Net: Ah-ha. We have a Social Darwinist here. Look, your ideals are noble here, but we think you’re missing a larger point. It’s exactly that sort of rugged individualism that allows The Man to divide and conquer! Can’t you see what He’s doing? All you hard-working students are just hamsters running the wheel of life, caught in your cages and not knowing what’s on the other side. Folks like you willingly accept overtime, bitch about things like the GM strike and live RESPONSIBLY!
But that’s not what we’re about, man. Chill out! Blow that exam! Smoke some weed, put on the incense and say the same things about Pink Floyd over and over again. It’s the “Dude” way of life, and it’s what we all can have — if only we stick together. So go for it, folks — tune in, turn on and drop out! ­Hasta la victoria siempre!
Now, back to our letter …
Wake up! The real world is coming up fast and strong. You are responsible for your own actions, including whatever grade you receive in your classes.

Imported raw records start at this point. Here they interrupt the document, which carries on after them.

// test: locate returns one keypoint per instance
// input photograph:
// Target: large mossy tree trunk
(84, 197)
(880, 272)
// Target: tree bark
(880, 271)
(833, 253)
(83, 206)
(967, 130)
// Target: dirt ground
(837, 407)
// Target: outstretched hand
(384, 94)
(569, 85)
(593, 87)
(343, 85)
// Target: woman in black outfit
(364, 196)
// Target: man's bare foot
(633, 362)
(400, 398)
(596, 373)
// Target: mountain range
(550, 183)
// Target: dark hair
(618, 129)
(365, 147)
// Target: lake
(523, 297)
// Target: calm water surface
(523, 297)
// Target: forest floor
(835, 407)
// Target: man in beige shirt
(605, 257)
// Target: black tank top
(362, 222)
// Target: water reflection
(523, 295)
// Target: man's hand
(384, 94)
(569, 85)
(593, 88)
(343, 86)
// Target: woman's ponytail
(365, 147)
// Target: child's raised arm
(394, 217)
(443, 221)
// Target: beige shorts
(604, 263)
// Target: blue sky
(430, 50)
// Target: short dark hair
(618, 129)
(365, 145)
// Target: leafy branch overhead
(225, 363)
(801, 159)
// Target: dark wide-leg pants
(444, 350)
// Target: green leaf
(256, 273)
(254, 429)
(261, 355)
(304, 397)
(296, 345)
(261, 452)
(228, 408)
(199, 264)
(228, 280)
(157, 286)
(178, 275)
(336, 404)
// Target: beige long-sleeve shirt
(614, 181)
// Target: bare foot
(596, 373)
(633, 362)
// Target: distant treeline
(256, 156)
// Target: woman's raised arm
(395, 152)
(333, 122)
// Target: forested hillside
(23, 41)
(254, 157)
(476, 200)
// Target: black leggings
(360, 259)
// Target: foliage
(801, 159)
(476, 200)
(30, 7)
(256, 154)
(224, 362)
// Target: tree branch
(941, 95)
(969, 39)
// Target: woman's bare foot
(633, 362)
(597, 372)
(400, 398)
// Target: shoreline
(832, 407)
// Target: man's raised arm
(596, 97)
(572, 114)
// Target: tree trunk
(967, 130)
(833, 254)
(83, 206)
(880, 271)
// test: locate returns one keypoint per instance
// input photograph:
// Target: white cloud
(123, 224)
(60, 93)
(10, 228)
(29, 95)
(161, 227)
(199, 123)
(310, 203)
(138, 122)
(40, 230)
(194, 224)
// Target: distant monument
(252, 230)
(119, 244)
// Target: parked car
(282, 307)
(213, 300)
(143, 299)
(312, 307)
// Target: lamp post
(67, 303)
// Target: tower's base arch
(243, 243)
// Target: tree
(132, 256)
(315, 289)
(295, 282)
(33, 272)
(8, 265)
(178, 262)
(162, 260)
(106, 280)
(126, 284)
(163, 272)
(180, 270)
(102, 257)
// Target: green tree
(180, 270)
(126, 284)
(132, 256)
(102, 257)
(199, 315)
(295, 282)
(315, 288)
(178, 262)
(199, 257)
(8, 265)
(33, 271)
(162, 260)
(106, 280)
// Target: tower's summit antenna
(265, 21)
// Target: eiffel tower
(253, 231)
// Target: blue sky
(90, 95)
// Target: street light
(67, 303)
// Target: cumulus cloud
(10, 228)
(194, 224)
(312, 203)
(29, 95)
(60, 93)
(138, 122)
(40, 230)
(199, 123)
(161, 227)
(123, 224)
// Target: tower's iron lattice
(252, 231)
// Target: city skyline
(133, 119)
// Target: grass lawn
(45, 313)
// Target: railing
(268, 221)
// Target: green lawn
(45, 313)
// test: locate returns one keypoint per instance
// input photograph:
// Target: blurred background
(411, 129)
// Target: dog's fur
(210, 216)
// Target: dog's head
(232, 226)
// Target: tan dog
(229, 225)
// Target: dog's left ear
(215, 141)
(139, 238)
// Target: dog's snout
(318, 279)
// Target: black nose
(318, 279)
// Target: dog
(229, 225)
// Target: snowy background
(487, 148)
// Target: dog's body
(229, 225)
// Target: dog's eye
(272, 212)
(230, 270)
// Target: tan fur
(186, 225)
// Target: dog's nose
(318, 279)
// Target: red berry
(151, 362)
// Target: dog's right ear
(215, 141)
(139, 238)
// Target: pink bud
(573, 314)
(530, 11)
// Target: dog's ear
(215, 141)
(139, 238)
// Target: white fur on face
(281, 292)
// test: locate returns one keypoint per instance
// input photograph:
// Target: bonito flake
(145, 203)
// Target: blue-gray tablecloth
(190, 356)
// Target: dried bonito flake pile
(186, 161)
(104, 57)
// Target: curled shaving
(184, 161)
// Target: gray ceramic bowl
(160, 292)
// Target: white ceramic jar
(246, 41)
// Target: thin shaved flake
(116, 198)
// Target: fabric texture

It’s not dependent on another person’s study habits, but whether you yourself have what it takes to “make the grade.” Net: And despite all your rage, you are still just a rat in a cage. We suggest a bacchanalia at the Smashing Pumpkins concert this week. Let us know how you feel when you get back.

THEY STAY THE SAME AGE …
From Dirty Old Man to Winston: Gosh … you got all those cute little 15-year-old girls on your side of campus. … We got stuck with a bunch of 15-year-old boys for some wrestling camp here at Sanford. WHAT A GIP!! Net: Not necessarily. Remember — according to Aristophanes in Plato’s “Symposium,” the purest form of love is between an older mentor and a younger man. Perhaps you should reach out to these fine budding boys — learn some wrestling moves while you drink libations to the gods … that’s all we’ll say. Let your imaginations run wild, folks. We’ll check ya later.